MojaWyspa.co.uk - Polski Portal Informacyjny w Wielkiej Brytanii. Polish Community in the UK
Polska strona Wielkiej Brytanii

22/07/2011 08:45:00

Coraz mniej Polaków w Polsce

Polska straciła milion obywateli. To ci, którzy wyjechali po wstąpieniu do Unii za pracą i nie mają zamiaru wracać. Na emigracji radzą sobie lepiej niż w kraju. Nawet kryzys na Zachodzie nie spowodował masowych powrotów. Z danych GUS wynika, że wróciło 340 tys. osób.

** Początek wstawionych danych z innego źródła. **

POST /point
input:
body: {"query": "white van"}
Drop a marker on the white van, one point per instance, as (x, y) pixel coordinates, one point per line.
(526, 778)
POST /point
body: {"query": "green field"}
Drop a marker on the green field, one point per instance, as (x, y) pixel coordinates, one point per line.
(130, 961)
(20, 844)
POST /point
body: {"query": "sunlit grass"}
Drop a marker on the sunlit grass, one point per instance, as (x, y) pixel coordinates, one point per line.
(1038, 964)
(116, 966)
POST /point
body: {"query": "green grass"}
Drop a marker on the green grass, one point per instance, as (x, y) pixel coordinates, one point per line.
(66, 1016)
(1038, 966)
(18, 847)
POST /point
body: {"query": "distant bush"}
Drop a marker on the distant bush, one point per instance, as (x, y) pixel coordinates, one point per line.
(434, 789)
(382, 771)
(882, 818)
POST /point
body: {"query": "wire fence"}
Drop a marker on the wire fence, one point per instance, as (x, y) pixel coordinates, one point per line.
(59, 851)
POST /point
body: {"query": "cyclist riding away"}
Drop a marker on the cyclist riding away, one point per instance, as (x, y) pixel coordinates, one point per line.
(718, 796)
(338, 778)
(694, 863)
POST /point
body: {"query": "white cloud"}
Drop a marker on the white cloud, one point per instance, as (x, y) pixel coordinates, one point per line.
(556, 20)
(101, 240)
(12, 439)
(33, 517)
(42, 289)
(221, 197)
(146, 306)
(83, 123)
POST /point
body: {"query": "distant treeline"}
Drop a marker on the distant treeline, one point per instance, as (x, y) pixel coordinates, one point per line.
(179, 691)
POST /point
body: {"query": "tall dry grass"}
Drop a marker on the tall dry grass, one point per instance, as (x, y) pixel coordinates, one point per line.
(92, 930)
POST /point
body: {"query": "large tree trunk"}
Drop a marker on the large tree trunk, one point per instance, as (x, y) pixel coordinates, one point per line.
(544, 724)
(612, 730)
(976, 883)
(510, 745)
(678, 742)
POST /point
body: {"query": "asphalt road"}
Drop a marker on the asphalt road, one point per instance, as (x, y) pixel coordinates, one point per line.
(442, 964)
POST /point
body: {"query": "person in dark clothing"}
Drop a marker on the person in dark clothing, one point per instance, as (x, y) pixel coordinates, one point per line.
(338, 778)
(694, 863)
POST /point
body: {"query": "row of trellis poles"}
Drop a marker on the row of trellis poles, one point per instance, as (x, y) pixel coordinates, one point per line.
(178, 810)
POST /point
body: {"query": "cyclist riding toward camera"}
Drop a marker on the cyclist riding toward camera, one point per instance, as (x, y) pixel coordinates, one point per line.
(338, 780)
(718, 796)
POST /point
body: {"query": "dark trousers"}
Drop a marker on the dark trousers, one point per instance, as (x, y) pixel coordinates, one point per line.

Nawet kryzys na Zachodzie nie spowodował masowych powrotów. Z danych GUS wynika, że wróciło 340 tys. osób. – Efektem kryzysu jest wzrost niepewności. Pojawia się wtedy tendencja, aby zostać dłużej tam, gdzie się jest – ocenia dr Paweł Kaczmarczyk z Ośrodka Badań nad Migracjami. Co więcej, rodacy nie wracali do Polski. – Przenosili się do Norwegii, Szwecji czy Holandii. Krajów atrakcyjnych pod wzglądem płac czy szerokiego dostępu do świadczeń – wskazuje prof. Tomasz Panek z SGH.

Powrotom nie sprzyja też to, że ponad 47 proc. emigracji to głównie ludzie młodzi, w wieku 20 – 34 lata. Zakładają rodziny i rodzą dzieci. A za granicą łatwiej o pomoc w ich wychowaniu. – Jest bardzo duży rozdźwięk, nie mówiąc o płacach, między Polską i Zachodem pod względem ułatwień w opiece nad dziećmi, pomocy państwa, ułatwień w życiu codziennym i funkcjonowaniu administracji – podkreśla prof. Panek. O planach związanych z trwałym osiedlaniem się za granicą świadczą także inwestycje Polaków. Coraz więcej z nich kupuje tam nieruchomości. Tak jest w W. Brytanii – na co wskazuje Piotr Nowotniak, konsul generalny RP w Manchesterze.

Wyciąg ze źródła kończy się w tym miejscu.